People use to sit around the campfire. Now they sit around a bar or a dinner table and tell stories.

As advertisers and marketers our job is to create passion brands. To not prioritize metrics over a connection and a bond. To realize that ultimately the relationship clients have with brands is not rational, it’s emotional.

Digital marketing space has to shift from a rational, transnational relationship to an emotional relationship.

Here are 3 examples of misuse of metrics in current marketing landscape.

1.Don’t look at Keyword Rankings! Measure traffic and conversions from organic search instead.

Be carefull with absolute rankings because every single person’s search engine rankings are unique. Search engine rankings are personalized by:

Past browsing history

Physical location

Social media connections (Google+ is now heavily integrated with Google Search.)

Most smaller companies should focus on a long-tail SEO strategy. The traffic they will get will be more targeted and will have a better chance of converting it into customers.

2.Don’t focus on Followers & Fans. Focus on growth rate over time instead

Number of Twitter Followers or Facebook Fans aggregate number is meaningless. Often it sounds good but it doesn’t translate to actionable metrics.

Focus on your niche and put all your resources into that.

Then track your growth rate from month-to-month and try to have a consistent growth.

Figure out try to figure out an average value of a Facebook Fan or Twitter Follower. Then get creative and use coupon codes or special promotions with only that network.

Measure social media traffic, conversions, and the lifetime value of a customer. Figure out how many customers are coming from social networks, and how engagement drives the lifetime value of that customer up.

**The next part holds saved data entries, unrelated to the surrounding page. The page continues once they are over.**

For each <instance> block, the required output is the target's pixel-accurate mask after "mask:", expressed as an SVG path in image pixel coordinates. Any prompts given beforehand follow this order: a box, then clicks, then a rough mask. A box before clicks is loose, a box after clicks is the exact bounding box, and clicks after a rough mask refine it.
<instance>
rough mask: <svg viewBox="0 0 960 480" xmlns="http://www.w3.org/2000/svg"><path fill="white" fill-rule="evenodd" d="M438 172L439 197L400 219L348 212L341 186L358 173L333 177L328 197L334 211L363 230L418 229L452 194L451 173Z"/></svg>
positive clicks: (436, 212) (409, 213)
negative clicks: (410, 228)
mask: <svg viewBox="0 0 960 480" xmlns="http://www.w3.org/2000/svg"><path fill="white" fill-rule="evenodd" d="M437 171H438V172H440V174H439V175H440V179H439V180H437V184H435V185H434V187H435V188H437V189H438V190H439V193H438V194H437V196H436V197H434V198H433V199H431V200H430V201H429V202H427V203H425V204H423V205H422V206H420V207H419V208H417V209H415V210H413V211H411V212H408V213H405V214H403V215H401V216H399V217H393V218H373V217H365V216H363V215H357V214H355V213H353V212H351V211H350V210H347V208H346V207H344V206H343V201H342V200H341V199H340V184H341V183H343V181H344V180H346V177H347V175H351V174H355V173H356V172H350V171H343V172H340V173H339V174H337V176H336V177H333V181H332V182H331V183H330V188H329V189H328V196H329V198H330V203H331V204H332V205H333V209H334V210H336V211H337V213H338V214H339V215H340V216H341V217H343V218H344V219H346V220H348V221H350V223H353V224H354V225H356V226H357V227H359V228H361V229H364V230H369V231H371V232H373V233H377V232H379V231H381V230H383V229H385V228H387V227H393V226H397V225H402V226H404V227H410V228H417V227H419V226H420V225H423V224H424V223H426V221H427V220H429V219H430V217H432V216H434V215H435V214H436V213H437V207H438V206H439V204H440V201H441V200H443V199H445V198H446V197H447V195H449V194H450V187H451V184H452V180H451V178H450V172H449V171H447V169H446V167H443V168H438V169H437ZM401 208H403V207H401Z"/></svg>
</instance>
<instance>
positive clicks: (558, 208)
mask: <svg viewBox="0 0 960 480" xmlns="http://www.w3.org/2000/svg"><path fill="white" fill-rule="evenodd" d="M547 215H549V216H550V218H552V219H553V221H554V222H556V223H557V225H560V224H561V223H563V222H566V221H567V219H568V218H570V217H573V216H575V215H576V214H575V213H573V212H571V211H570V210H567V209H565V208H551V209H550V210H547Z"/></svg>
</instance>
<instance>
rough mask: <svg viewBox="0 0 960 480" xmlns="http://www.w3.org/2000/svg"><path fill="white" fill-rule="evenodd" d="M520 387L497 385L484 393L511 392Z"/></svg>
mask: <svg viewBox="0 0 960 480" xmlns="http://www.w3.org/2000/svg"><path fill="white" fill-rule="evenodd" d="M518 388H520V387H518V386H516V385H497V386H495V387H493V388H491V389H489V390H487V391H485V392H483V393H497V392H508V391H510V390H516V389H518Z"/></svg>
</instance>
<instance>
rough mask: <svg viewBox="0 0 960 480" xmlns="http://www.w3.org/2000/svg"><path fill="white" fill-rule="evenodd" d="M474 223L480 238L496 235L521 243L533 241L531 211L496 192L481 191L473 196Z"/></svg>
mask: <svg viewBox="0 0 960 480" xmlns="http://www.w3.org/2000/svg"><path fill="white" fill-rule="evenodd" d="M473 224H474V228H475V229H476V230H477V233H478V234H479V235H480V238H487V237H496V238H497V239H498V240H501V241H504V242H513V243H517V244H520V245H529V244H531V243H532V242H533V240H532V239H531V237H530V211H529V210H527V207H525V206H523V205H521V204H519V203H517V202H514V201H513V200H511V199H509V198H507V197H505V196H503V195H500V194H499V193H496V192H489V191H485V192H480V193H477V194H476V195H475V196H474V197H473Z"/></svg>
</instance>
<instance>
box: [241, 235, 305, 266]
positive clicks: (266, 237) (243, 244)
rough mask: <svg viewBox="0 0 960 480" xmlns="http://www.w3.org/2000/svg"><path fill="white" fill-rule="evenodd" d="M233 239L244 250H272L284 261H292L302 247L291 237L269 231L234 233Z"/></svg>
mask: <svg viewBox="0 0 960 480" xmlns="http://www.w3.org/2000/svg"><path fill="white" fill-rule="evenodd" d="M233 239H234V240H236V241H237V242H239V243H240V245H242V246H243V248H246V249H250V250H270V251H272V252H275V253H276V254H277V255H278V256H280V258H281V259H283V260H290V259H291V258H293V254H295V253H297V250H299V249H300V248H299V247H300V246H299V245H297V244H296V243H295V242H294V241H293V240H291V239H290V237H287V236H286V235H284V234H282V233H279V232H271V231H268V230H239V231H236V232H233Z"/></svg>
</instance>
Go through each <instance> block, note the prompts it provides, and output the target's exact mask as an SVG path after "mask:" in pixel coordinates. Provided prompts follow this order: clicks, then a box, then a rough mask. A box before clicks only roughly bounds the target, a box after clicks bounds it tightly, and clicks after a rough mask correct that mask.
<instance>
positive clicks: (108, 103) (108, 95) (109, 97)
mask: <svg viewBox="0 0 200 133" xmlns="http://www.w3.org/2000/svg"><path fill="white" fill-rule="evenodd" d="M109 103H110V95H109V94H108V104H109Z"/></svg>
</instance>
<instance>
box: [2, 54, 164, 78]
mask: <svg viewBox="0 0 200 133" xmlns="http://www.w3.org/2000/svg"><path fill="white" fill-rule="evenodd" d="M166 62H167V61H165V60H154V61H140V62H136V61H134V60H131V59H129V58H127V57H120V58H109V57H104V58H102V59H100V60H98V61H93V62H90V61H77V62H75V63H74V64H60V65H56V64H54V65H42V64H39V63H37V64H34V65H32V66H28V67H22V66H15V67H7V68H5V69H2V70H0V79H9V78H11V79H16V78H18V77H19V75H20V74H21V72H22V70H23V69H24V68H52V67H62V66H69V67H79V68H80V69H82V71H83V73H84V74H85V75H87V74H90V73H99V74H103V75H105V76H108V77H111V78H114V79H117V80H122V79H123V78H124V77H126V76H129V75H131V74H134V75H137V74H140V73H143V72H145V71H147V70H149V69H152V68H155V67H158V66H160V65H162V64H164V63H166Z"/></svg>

3.Don’t focus on Email Open Rate. Focus instead on the Click-Through-Rate (CTR) and conversion rate.

Email marketing should still be your number one priority. According to a recent study by MarketingSherpa B2C marketers report an average 256% ROI from the channel – pulling in $256 for every $1 invested.

But amazingly, when asked if these companies had a way of quantifying the ROI of email marketing, 59% said NO!

Not only is it the highest converting marketing channel, but you also own all that data. – unlike Facebook or Twitter.

However the people who do track email marketing commonly over-emphasis the open rate. Knowing this range is important, because typically only 15 – 30% of your emails will ever be opened at one time.

But here’s the problem.

An email is only counted as ‘opened’ if the recipient also receives the images embedded in that message, and a large percentage of your email users likely have image-blocking enabled on their email client.